The ICE mass deportation campaign is one documented example of this infrastructure in use. According to reporting by 404 Media, ICE used commercially available location data to monitor entire neighborhoods and track people to their homes and workplaces based on phone location signals. In 2024, a company used similar data to log nearly 600 visits to Planned Parenthood locations for a targeted anti-abortion advertising campaign.
Legislation to close the data broker loophole exists but has not moved. The bipartisan Government Surveillance Reform Act — sponsored in the Senate by Wyden and Senator Mike Lee, and in the House by Representatives Warren Davidson and Zoe Lofgren — would prohibit the federal government from purchasing location data, web browsing history, and communications content on Americans without a warrant or a FISA court order.

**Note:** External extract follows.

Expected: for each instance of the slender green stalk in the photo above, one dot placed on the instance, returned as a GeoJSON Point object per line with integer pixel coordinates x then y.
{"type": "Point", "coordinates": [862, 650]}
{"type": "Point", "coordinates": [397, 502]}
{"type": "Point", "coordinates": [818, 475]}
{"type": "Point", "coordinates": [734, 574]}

Davidson said on social media after Patel's testimony that the practice is "a clear violation of the fourth amendment and is why I introduced the Government Surveillance Reform Act."
The bill has not passed.
For founders and investors watching the AI and government contracting space: the question of whether AI companies hold the line on surveillance language in their DoD contracts matters, but it is downstream of a more fundamental unresolved legal question. The government's mass surveillance infrastructure does not require AI cooperation because it does not require warrants. It requires data brokers to keep selling, and Congress to keep not acting.
Amodei was right that AI raises the stakes on this problem. He was also right that the judicial interpretation of the Fourth Amendment has not caught up. What neither the Anthropic standoff nor the OpenAI contract language resolves is whether that gap ever gets closed — and Patel's testimony this week suggests the executive branch is not waiting around for the answer.